Thursday, September 12, 2013

Map File - construct, usage, code samples

This post covers, map file format, has links to Apache documentation, my notes on the topic and my sample program demonstrating the functionality. Feel free to share any insights or constructive criticism. Cheers!!

1.0. What's in this blog?

1.  Introduction to map file
2.  Sample code to convert a text file to a map file
3.  Sample code to read a map file

2.0. What's a Map File?

2.0.1. Definition:
From Hadoop the Definitive Guide..
A MapFile is a sorted SequenceFile with an index to permit lookups by key. MapFile can be thought of as a persistent form of java.util.Map (although it doesn’t implement this interface), which is able to grow beyond the size of a Map that is kept in memory.
Apache documentation:
http://hadoop.apache.org/docs/current/api/org/apache/hadoop/io/MapFile.html 

2.0.2. Datatypes: 
The keys must be instances of WritableComparable, and the values, Writable.

2.0.3. Creating map files: 
Create an instance of MapFile.Writer and call append(), to add key-values, in order.

2.0.4. Looking up data in map files: 
Create an instance of MapFile.Reader, and call get(key,value).

2.0.5. Construct
The map file is actually a directory.  Within the same, there is an "index" file, and a "data" file.
The data file is a sequence file and has keys and associated values.
The index file is smaller, has key value pairs with the key being the actual key of the data, and the value, the byte offset.  The index file has a fraction of the keys and is determined by MapFile.Writer.GetIndexInterval().

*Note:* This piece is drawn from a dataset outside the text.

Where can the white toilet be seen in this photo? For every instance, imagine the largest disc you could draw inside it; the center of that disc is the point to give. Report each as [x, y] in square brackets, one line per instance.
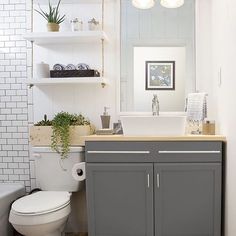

2.0.5.1. Directory structure:
$ hadoop fs -ls formatProject/data/departments_map | awk '{print $8}'
formatProject/data/departments_map/data
formatProject/data/departments_map/index

2.0.5.2. Content of the file 'data':
$ hadoop fs -text formatProject/data/departments_map/data
d001  Marketing
d002 Finance
d003 Human Resources
d004 Production
d005 Development
d006 Quality Management
d007 Sales
d008 Research
d009 Customer Service

2.0.5.3. Content of the file 'index':
$ hadoop fs -text formatProject/data/departments_map/index
d001 121
d002 152
d003 181
d004 218
d005 250
d006 283
d007 323
d008 350
d009 380

2.0.6. Behind the scenes of a look up
The index file is read into memory, the key less than or equal to the one being looked up is (binary) searched for, and the reader seeks to this key and reads up to key being looked up, extracts and returns the value associated with the key.  Returns a null if the key is not found.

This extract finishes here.